The Real Model for Saint-Gaudens' Liberty
Posted by Bullion Shark on Nov 5th 2021
The Real Model for Saint-Gaudens' Liberty
In 2017 to mark the 225th anniversary of the founding of the United States Mint in 1792, a $100 gold Liberty coin struck in high relief (that was also issued in 2018 in a 1/10th-ounce size) was issued. It was also issued later in a series of silver medals.
That gold coin, whose obverse features a left-facing profile of a young African-American woman wearing the crown of stars worn by the famous emancipation statue of a freed black slave that rests at the top of the U.S. Capitol building, was often described as the first American gold coin to feature a black female Liberty on it, including in extensive press coverage of this piece in the mainstream media.
But based on research that surfaced in 1991 from one of her relatives (which was published that year in Numismatic News) and subsequent work that also confirms this information, it now appears very likely, if not certain, that the woman who served as the model for Liberty on the obverse of Augustus Saint-Gaudens legendary $20 gold coin was Hettie E. Anderson, a black American woman with fair complexion.
Prior to the surfacing of that work, most numismatists had long assumed the model for Saint-Gaudens’ Liberty figure had been most likely a woman named Mary Cunningham, an Irish-American waitress in New Hampshire who had served the sculptor at a restaurant, or perhaps his Swedish mistress Davida clark, or Alice Butler of Vermont.
Saint-Gaudens’ son, Homer, who edited and published his father’s memoirs after the artist’s passing, had worked to remove any references to either Clark of Anderson doing any modelling for his father. In addition, Anderson herself contributed to her lack of credit as the model by refusing to allow the Saint-Gaudens family permission to make a copy of a bust of the goddess Victory that the artist had based on her features after modelling for him. She apparently did this because she knew there was only one original of this bust and that if she were to allow it to be copied, it would depreciate in value.
The Victory bust was part of Saint-Gaudens extensive work on one of his most important monumental sculptures in honor of Civil War General William Tecumseh Sherman for the Grand Army Plaza at the entrance of New York’s Central Park which was unveiled on Memorial Day 1903.

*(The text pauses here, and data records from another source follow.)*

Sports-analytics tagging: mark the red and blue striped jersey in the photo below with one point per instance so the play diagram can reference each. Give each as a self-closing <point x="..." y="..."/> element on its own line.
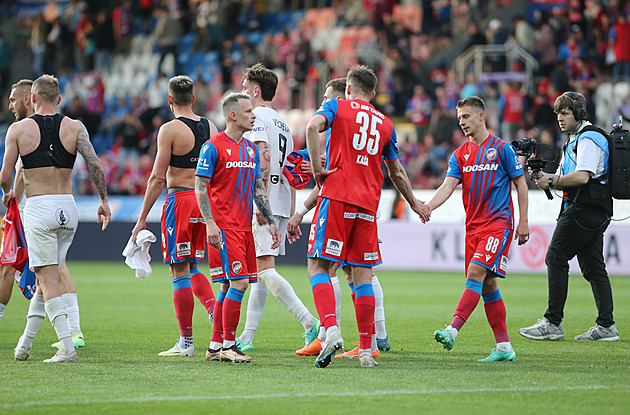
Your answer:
<point x="232" y="168"/>
<point x="486" y="172"/>
<point x="360" y="136"/>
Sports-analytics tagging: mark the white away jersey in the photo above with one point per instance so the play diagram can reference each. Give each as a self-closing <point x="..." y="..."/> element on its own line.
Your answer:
<point x="271" y="128"/>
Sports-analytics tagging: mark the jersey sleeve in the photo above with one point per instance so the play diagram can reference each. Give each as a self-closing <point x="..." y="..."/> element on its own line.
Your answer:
<point x="454" y="169"/>
<point x="390" y="151"/>
<point x="511" y="163"/>
<point x="259" y="132"/>
<point x="329" y="111"/>
<point x="208" y="157"/>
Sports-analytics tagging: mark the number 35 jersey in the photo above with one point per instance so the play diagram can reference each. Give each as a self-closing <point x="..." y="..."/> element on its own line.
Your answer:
<point x="271" y="128"/>
<point x="359" y="137"/>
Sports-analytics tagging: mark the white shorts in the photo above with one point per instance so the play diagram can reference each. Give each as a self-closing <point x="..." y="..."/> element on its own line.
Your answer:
<point x="50" y="222"/>
<point x="263" y="239"/>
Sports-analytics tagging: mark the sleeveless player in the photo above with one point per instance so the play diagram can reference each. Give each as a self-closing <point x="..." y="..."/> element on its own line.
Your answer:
<point x="275" y="142"/>
<point x="485" y="166"/>
<point x="182" y="227"/>
<point x="344" y="224"/>
<point x="228" y="182"/>
<point x="47" y="143"/>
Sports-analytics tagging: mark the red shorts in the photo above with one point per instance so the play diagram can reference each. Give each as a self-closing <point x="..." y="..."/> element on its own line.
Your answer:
<point x="346" y="233"/>
<point x="183" y="229"/>
<point x="236" y="259"/>
<point x="489" y="249"/>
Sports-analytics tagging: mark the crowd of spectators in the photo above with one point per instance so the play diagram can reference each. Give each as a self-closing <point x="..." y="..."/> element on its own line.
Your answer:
<point x="578" y="45"/>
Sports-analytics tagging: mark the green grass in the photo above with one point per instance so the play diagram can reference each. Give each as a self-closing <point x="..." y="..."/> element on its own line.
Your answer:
<point x="127" y="321"/>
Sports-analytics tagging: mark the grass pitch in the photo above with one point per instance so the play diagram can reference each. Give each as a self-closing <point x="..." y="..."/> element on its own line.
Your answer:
<point x="127" y="321"/>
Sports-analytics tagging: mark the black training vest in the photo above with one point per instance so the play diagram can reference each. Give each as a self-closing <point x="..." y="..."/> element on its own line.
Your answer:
<point x="201" y="131"/>
<point x="50" y="152"/>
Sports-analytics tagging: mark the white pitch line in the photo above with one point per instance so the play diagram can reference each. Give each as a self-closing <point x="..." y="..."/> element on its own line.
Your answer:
<point x="303" y="395"/>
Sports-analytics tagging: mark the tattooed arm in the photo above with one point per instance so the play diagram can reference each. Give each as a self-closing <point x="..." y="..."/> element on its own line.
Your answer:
<point x="262" y="202"/>
<point x="95" y="168"/>
<point x="203" y="200"/>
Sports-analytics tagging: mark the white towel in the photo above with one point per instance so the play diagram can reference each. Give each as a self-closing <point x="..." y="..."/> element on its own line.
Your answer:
<point x="137" y="253"/>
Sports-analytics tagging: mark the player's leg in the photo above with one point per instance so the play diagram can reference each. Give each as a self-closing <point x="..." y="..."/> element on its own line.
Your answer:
<point x="496" y="315"/>
<point x="6" y="287"/>
<point x="184" y="305"/>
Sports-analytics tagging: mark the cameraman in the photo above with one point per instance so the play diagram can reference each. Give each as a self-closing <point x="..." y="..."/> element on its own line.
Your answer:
<point x="584" y="216"/>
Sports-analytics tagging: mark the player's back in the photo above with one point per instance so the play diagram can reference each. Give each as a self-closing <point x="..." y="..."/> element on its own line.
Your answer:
<point x="271" y="128"/>
<point x="360" y="137"/>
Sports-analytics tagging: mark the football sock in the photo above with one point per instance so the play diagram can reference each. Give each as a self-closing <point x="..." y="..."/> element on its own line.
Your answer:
<point x="231" y="315"/>
<point x="285" y="294"/>
<point x="497" y="315"/>
<point x="34" y="318"/>
<point x="56" y="310"/>
<point x="72" y="307"/>
<point x="324" y="297"/>
<point x="467" y="303"/>
<point x="364" y="308"/>
<point x="217" y="326"/>
<point x="255" y="305"/>
<point x="379" y="309"/>
<point x="334" y="280"/>
<point x="202" y="289"/>
<point x="184" y="304"/>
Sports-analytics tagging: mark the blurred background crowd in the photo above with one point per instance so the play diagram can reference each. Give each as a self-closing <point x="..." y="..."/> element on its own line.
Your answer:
<point x="114" y="58"/>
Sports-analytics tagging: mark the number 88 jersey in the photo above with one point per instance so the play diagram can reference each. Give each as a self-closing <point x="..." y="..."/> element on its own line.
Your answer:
<point x="360" y="136"/>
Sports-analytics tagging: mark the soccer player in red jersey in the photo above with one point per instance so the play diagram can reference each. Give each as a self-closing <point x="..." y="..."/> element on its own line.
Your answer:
<point x="486" y="166"/>
<point x="182" y="227"/>
<point x="228" y="181"/>
<point x="344" y="223"/>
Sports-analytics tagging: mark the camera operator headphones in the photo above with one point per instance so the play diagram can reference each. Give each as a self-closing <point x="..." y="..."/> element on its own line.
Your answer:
<point x="579" y="112"/>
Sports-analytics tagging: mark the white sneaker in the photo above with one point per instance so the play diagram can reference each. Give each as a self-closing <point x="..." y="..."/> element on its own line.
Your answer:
<point x="543" y="330"/>
<point x="367" y="360"/>
<point x="21" y="353"/>
<point x="59" y="357"/>
<point x="178" y="351"/>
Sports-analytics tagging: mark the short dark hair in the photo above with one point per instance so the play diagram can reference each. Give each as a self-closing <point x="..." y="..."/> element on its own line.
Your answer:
<point x="266" y="79"/>
<point x="338" y="85"/>
<point x="180" y="88"/>
<point x="363" y="78"/>
<point x="47" y="88"/>
<point x="473" y="102"/>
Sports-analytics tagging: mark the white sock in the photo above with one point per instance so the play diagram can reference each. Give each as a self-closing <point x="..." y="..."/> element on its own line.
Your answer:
<point x="379" y="309"/>
<point x="322" y="333"/>
<point x="504" y="346"/>
<point x="56" y="310"/>
<point x="337" y="289"/>
<point x="72" y="307"/>
<point x="35" y="316"/>
<point x="331" y="330"/>
<point x="258" y="294"/>
<point x="185" y="342"/>
<point x="284" y="293"/>
<point x="453" y="331"/>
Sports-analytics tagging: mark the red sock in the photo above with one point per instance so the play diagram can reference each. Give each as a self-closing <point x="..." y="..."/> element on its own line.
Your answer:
<point x="466" y="305"/>
<point x="497" y="315"/>
<point x="184" y="305"/>
<point x="202" y="289"/>
<point x="231" y="313"/>
<point x="364" y="310"/>
<point x="217" y="324"/>
<point x="324" y="297"/>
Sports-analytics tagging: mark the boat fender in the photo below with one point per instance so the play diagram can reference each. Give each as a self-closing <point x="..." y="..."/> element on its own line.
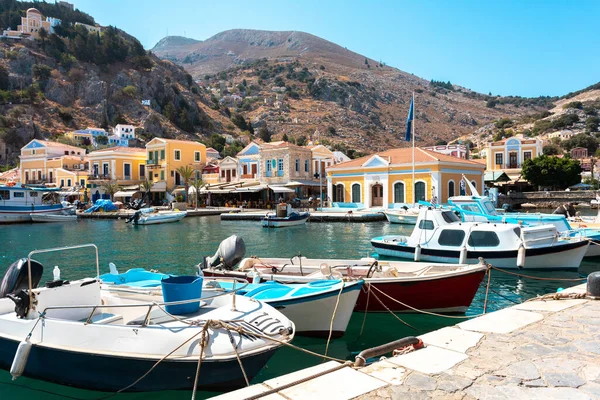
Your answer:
<point x="463" y="256"/>
<point x="521" y="256"/>
<point x="20" y="360"/>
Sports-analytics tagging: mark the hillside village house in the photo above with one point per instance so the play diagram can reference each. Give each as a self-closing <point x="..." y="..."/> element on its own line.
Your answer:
<point x="384" y="179"/>
<point x="164" y="156"/>
<point x="124" y="165"/>
<point x="509" y="154"/>
<point x="53" y="163"/>
<point x="31" y="24"/>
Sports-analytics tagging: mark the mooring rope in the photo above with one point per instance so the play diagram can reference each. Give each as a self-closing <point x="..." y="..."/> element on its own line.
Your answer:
<point x="337" y="303"/>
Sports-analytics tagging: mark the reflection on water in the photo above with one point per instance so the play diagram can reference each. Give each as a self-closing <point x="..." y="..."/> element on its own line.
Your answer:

Saint-Gaudens had spent most of the prior decade working (and re-working because he was such a perfectionist) on this amazing set of sculptures that includes a winged Victory of which he was especially proud and which based or at least deeply inspired by Anderson.
Anderson, who was born in South Carolina, in 1873, and who also went by Hattie, in 1895 was living in Manhattan supporting herself as a clerk and model for a number of prominent sculptors, including Saint-Gaudens, Adolph Weinman, Bela Lyon Pratt and many others.
The Victory statue also served as a major inspiration for the $20 gold Double Eagle that was created through an extensive partnership between President Theodore Roosevelt and Saint-Gaudens that is widely known as “the pet crime”, which is a reference to the complete redesign of out coinage that occurred through this partnership and the work of many other sculptors in the early 20th century.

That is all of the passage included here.